La mañana del último día que pasé en Madrid, hablamos Constantino y yo de esgrima, de caza y de caballos. Aquellas conversaciones de sport me entretenían, y a él le entusiasmaban. De repente, se me ocurrió decir: «Cuando volvamos de San Sebastián le voy a regalar a usted un buen caballo de paseo». Él se puso encarnado y miró a su cara mitad, como miran los niños a sus madres cuando temen que estas no les han de permitir aceptar un juguete.
«¡Un caballo! —repitió el manchego con éxtasis.
—¿Lo quiere usted andaluz, inglés o árabe?
—No, si no… ¿pero de verdad?… Usted…
La boca se le hacía agua. Camila le miraba con amor entrañable, y luego se dejó decir:
—Acéptalo, no seas tonto. Si te lo quiere regalar…
—Es que yo me enfadaría si no lo aceptara.
Constantino me dio un abrazo tan apretado, que creí que me ahogaba.
«Puesto que Camila no se opone, que sea andaluz, bravío, de estampa, de mucha cabezada, y que ande así… así…
Remedaba con la cabeza y las manos el empaque de uno de esos caballos petulantes, que cuando andan, parecen estar mirándose en un espejo. Luego imitaba el galope: tra-ca-trán, tra-ca-trán.

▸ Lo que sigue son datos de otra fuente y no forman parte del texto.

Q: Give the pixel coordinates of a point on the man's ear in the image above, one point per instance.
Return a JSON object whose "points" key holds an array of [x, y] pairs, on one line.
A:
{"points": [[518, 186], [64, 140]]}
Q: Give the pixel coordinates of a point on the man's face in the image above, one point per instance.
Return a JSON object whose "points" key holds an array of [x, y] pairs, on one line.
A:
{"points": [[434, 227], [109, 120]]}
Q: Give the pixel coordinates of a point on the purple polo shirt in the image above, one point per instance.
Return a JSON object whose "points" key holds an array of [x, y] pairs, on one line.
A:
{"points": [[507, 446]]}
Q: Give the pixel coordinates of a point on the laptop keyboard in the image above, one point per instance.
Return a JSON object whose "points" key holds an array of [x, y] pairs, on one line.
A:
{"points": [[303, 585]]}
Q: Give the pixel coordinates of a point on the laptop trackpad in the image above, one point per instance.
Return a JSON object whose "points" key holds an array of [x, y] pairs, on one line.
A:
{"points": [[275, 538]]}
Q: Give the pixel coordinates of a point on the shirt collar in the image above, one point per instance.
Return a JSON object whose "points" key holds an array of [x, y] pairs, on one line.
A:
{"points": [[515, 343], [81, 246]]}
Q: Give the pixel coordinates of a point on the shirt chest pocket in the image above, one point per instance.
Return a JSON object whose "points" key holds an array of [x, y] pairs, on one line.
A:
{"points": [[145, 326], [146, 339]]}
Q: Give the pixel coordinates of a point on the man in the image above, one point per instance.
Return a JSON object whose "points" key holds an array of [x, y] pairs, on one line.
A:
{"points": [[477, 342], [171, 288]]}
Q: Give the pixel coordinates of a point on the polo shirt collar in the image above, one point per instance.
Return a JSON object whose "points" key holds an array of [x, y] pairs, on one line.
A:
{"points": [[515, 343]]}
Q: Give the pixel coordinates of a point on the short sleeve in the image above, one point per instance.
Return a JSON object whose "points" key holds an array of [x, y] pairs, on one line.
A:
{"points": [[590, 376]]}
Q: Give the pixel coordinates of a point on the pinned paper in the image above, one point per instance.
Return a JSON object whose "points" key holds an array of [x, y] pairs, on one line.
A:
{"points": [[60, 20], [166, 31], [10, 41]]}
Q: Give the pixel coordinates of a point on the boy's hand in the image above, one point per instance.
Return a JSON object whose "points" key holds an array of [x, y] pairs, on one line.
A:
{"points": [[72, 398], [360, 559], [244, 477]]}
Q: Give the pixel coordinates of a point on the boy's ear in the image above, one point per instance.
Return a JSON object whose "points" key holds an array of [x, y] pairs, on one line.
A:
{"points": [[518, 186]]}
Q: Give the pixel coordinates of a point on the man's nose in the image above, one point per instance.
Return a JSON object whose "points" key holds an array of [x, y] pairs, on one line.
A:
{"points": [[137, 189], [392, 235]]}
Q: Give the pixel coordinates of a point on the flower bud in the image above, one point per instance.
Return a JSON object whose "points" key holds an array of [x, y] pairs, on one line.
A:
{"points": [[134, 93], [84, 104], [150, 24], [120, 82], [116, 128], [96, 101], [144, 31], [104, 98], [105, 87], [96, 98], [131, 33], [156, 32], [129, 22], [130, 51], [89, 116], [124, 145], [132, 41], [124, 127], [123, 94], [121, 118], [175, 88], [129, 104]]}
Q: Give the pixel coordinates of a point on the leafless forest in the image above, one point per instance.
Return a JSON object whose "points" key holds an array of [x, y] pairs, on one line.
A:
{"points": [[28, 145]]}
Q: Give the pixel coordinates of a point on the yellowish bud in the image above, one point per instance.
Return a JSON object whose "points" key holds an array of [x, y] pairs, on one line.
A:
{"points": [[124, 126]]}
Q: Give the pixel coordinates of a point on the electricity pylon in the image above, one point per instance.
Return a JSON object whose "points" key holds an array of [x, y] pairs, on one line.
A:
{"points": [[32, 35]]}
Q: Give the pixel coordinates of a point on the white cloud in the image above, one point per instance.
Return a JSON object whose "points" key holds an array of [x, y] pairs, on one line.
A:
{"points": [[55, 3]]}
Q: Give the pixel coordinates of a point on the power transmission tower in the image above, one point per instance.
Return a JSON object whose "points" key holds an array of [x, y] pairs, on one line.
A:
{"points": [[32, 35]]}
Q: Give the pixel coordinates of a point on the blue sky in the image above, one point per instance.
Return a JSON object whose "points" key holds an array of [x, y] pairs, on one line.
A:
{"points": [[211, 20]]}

Poco después advertí en Camila sentimientos de la más pura gratitud por mi ofrecimiento del caballo. «¡Qué bueno eres! —me dijo, dejándose besar las manos, favor que hasta entonces no me había permitido. Y yo dije para mí: «Hola, hola, ¿qué es esto?». Francamente, era para maravillarme. Mil veces le hice ofertas valiosas sin conseguir que me las agradeciera. Habíale dicho: «Camila, te regalaré un hotel, te pondré coche, te pasaré seis mil duros de renta», y ella ¿cómo me contestaba? Riendo, injuriándome o tirando aquellas lindas coces de borriquita enojada, que eran mi encanto… En cambio, aceptaba y agradecía obsequios hechos a su marido. ¿Por qué? Ella se atormentaba con la idea fija de comprar un caballo a Constantino; pensaba en esto a todas horas, y tenía una hucha en la cual reunía dinero para aquel fin. ¡Pobrecilla! El regalo del caballo entrañaba una gran conquista para mí, la conquista del tiempo, porque Miquis se iría a pasear en él todas las tardes. Además, Camila se había entusiasmado con mi oferta, se había conmovido… A veces, por donde menos se piensa se abre una brecha. ¿Sería aquella la brecha de la inexpugnable plaza, la juntura invisible de una cota que parecía milagrosa?… Lo veríamos, lo veríamos. Me marché gozoso a San Sebastián, diciendo para mí: «Lo que es ahora, borriquita, no te escapas».